Des locutions et expressions fautives à corriger

Voici quelques expressions et locutions souvent utilisées à corriger : bonnes découvertes !

Débuter quelque chose

Puisque le verbe « débuter » n’a pas de forme transitive (il ne peut pas être suivi d’un complément direct), il est inapproprié de dire, par exemple : « Je vais débuter ce travail. » On utilisera plutôt un verbe transitif comme « commencer » ou « entamer ».

 

Les expressions de périodicité : chaque jour, tous les jours, chaque matin, tous les matins, etc.

Il nous arrive souvent d’ajouter, à tort, la préposition à devant les expressions de périodicité (chaque année, tous les soirs, chaque mois, chaque mercredi, etc.). En effet, il faut dire « chaque jour », « chaque mois », etc., et non pas « à chaque jour », « à chaque mois ». Il en est de même lorsque nous utilisons « tous les » devant un nom au pluriel : il est bien inutile de dire « à tous les matins » alors que « tous les matins » suffit amplement comme expression.

 

Partir

De la même façon que le verbe « débuter », « partir » n’a pas non plus de forme transitive et malgré tout, plusieurs expressions sont fautivement construites sous cette forme. En voici quelques-unes accompagnées de celles à adopter :

Partir une compagnie —> Fonder une compagnie
Partir une polémique —> Engager une polémique
Partir une mode —> Lancer une mode
Partir un feu de foyer —> Allumer un feu de foyer
Partir un débat —> Lancer un débat
Partir le bal —> Ouvrir le bal
Partir une tondeuse —> Faire démarrer une tondeuse
Partir une rumeur —> Lancer une rumeur

À nouveau et de nouveau

Même si les deux locutions ont des airs de famille, celles-ci ont cependant un sens qui n’est pas le même.

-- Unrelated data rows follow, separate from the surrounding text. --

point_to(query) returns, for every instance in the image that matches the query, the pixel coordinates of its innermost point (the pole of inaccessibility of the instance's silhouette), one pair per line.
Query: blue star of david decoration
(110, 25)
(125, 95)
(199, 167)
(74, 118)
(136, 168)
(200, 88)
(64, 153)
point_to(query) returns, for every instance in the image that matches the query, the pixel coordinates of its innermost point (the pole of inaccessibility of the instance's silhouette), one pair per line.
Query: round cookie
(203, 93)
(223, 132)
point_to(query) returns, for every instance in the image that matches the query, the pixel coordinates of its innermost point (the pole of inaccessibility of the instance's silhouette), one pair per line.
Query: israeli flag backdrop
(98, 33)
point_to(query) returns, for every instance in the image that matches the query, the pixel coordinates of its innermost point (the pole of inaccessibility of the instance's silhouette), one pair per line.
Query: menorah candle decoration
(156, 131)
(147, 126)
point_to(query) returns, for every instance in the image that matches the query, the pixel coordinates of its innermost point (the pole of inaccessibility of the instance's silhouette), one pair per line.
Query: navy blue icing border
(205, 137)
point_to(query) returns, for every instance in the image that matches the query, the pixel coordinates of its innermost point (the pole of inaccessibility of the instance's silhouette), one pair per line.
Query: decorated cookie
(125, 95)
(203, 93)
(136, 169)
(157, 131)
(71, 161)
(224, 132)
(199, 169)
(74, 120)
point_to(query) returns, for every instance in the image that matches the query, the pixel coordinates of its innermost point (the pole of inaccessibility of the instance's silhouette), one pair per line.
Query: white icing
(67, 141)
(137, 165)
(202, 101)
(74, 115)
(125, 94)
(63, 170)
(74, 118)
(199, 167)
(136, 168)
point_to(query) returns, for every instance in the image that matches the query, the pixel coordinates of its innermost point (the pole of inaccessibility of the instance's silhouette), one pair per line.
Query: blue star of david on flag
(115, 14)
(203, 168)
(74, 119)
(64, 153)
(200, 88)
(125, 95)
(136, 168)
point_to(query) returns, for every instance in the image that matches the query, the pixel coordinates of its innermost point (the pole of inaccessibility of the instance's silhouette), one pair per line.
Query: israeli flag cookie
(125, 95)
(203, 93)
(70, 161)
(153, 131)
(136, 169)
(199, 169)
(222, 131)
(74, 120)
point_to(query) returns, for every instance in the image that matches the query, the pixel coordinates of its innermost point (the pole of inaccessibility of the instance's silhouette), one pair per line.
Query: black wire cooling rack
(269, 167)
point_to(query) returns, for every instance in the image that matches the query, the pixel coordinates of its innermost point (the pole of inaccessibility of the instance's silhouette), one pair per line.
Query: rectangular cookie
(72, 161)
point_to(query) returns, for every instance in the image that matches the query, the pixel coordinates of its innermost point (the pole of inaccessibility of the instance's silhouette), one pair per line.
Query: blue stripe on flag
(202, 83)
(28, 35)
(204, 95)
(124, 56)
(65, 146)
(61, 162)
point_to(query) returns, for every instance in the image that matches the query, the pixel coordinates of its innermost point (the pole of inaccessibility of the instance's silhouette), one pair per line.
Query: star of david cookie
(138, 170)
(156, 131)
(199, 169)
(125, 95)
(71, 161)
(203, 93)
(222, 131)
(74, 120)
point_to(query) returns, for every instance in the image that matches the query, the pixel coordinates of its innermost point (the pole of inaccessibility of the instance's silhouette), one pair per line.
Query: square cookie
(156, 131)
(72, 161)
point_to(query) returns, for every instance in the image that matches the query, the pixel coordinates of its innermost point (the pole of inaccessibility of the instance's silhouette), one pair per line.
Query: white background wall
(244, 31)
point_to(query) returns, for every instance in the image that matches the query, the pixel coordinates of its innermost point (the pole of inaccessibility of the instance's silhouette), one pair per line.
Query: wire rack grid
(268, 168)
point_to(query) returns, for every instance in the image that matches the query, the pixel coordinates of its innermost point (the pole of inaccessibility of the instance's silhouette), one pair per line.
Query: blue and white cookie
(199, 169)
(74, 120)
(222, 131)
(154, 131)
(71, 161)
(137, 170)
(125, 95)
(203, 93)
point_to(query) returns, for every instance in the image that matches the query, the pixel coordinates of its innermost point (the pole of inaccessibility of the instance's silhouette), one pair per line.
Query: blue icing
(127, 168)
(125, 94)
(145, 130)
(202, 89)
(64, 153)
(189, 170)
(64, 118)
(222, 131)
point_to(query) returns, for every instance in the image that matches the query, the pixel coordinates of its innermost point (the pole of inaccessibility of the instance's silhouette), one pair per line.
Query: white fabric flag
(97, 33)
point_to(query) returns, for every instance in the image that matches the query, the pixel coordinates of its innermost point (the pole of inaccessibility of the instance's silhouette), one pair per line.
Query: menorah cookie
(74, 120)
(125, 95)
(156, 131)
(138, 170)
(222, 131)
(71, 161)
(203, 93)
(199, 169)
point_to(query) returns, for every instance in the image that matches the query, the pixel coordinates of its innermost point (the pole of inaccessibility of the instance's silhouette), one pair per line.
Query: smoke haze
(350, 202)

À nouveau : C’est lorsque l’on recommence d’une façon différente de la première fois.
Exemple : Écrire à nouveau une lettre à laquelle il manquait certaines informations.
 
De nouveau : Ça se produit encore une fois.
Exemple : Il est de nouveau absent.
 

Au niveau de

« Au niveau de » signifie à la hauteur de. Par exemple, il a de l’eau au niveau des chevilles. Il s’agit d’une impropriété lorsque l’expression est utilisée dans le sens d’en ce qui concerne, en ce qui touche, pour ce qui est de, à propos de, du point de vue de, etc. Il faut alors choisir, selon le contexte, l’une des locutions prépositives précédemment mentionnées.

 

Une couple de

Cette locution s’avère être à la fois un anglicisme (a couple of) et un archaïsme. Par exemple, on préférera dire qu’on passe quelques minutes à accomplir une tâche et non pas une couple de minutes.

4 commentaires

  1. Ségolène Baudry a dit:

    J’ai la soixantaine et je suis linguiste. Toutes ces expressions employées à tort n’ont jamais fait partie de mon vocabulaire.

  2. Nelly a dit:

    Merci pour toutes ces précisions. Moi aussi j’enseigne le FLE depuis des années dans une université italienne et la plupart de ces expressions erronées n’ont jamais fait partie de mon vocabulaire. A vrai dire, elles me semblent souvent etre des expressions utilisées fautivement par les étudiants étrangers comme calque de leur propre langue.

  3. Loïc a dit:

    Il y a plusieurs de ces expressions qui sont tout simplement familières. Je n’écrirai pas “une couple de” dans une dissertation, mais dans une conversation informelle, ça passe sans problème. C’est juste une question de registre.

  4. Alexandre a dit:

    Une chose ne peut logiquement pas être un anglicisme et un archaïsme (encore fréquemment utilisé, qui plus est) simultanément. À moins qu’il s’agisse d’un de ces anglicismes à la mode quelques années puis tombé dans l’oubli, ce dont je doute.